The inner campus has four quadrants. The northeast and southwest quadrant are open and the northwest and southeast quadrants are enclosed courtyards housing classrooms and offices, dining and student center, and library and administrative offices. The chapel and gym are at opposing ends of the principal east-west walkways. The play fields are west of the main campus either side of the gym.

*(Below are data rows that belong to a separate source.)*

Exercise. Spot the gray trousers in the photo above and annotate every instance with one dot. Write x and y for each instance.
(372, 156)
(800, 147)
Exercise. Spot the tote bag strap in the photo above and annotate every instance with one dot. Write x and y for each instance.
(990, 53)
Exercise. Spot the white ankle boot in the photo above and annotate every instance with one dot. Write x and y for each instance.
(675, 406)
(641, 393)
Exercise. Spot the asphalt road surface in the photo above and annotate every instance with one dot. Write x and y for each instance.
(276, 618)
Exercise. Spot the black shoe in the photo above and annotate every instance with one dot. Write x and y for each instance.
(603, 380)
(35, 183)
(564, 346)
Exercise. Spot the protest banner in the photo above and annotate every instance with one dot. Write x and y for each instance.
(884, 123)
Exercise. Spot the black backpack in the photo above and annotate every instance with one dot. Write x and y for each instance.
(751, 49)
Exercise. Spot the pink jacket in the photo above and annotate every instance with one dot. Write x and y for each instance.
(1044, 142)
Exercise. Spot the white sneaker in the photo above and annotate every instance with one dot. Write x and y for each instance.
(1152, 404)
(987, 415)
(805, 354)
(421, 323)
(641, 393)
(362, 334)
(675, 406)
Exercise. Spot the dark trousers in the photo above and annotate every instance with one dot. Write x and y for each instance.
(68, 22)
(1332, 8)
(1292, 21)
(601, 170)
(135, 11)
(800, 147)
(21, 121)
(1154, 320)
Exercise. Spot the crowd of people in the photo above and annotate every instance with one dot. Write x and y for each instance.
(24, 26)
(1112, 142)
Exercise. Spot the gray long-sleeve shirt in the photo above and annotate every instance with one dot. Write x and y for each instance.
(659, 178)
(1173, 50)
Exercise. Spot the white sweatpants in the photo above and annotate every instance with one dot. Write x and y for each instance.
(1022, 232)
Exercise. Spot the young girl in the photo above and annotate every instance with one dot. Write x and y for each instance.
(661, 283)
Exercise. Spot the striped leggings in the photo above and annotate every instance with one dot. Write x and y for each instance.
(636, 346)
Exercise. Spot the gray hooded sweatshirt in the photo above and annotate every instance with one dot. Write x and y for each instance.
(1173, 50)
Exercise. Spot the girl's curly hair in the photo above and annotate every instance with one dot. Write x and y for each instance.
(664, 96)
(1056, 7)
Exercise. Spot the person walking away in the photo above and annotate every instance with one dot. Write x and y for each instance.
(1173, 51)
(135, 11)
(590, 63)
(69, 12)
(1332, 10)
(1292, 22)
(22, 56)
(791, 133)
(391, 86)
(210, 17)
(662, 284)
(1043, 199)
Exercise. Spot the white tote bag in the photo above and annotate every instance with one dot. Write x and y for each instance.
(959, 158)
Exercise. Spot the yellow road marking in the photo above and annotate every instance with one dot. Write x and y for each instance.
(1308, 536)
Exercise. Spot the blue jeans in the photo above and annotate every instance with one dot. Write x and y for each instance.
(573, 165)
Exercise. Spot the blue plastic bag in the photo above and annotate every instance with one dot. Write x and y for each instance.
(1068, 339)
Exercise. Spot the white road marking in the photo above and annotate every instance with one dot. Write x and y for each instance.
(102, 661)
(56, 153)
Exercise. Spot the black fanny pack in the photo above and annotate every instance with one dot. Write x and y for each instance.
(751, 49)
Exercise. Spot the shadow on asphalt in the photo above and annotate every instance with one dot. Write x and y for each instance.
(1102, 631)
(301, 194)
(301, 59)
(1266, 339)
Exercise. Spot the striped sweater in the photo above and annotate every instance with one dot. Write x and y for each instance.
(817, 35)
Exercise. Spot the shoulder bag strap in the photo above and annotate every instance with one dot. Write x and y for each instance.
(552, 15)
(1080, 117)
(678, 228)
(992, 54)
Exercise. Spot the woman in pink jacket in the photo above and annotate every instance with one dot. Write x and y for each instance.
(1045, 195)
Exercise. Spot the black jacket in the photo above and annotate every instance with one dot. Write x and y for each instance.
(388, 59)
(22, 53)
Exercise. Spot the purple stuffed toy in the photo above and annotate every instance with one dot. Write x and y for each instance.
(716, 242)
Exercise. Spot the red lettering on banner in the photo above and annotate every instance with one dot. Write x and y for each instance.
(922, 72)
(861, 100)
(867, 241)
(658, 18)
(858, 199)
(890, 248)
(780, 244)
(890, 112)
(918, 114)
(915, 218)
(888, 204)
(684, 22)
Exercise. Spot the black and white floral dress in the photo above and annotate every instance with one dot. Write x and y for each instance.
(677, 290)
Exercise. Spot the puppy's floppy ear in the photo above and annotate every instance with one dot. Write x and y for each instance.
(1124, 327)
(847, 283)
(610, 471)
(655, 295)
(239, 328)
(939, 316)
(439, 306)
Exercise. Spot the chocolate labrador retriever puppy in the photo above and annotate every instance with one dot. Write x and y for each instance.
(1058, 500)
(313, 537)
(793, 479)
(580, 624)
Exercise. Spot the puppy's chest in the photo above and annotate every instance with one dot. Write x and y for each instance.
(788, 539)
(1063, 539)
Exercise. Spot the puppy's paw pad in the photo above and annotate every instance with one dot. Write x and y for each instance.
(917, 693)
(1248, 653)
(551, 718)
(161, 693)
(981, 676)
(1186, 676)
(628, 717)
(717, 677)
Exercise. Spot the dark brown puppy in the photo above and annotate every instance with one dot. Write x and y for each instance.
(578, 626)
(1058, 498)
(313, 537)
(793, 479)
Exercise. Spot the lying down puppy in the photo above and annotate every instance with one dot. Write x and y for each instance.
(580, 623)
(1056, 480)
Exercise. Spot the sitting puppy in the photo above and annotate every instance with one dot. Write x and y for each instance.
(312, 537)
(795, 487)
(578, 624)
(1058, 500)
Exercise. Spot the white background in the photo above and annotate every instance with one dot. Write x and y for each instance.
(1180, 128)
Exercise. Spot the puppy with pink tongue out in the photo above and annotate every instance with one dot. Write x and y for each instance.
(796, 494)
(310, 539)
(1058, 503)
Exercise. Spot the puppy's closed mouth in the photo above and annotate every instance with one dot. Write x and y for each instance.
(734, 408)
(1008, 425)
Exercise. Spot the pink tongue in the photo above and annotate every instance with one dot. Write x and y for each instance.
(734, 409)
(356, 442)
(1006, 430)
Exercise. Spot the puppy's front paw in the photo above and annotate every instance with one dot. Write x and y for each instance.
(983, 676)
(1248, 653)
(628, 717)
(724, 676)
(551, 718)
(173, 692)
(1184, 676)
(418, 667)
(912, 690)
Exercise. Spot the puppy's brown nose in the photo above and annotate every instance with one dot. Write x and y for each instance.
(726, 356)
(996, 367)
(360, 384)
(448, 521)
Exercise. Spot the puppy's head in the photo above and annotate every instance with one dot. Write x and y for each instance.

On site water storage is laid out along both a north-south, and an east-west axis, and eventually drains offsite into existing canals and then into the wetlands. There are wetlands both east and west of the campus. New roads have to be brought to the site. The entrance road approaches on a diagonal from the northeast, providing a view of the principal structures around the large open quadrant. There are inner and outer services roads either side of the housing. Parking is outboard of the housing, convenient but out of sight of the inner campus.

SECOND STUDY PHASE
In this follow up phase, the area of lake was increased fivefold in order to reduce the cost of fill. The site has to be raised almost five feet. At the same time water and drainage was removed from within the central part of the campus. The square footage of housing was increased by fifty percent and parking more than doubled.

As the water was removed the central campus tightened up a little more and the housing layer at the perimeter got deeper. While the core campus still has four discernible quadrants, and while most of the principal axes organizing the campus remained in place, several shifted, and almost every building in the central core moved around. The chapel moved to the gate at the northeast corner in order to give it more prominence upon approach to the campus. The gym came closer to the rest of the campus. The library and dining halls switched locations. Only the classroom group in the northwest corner remained in its previous location.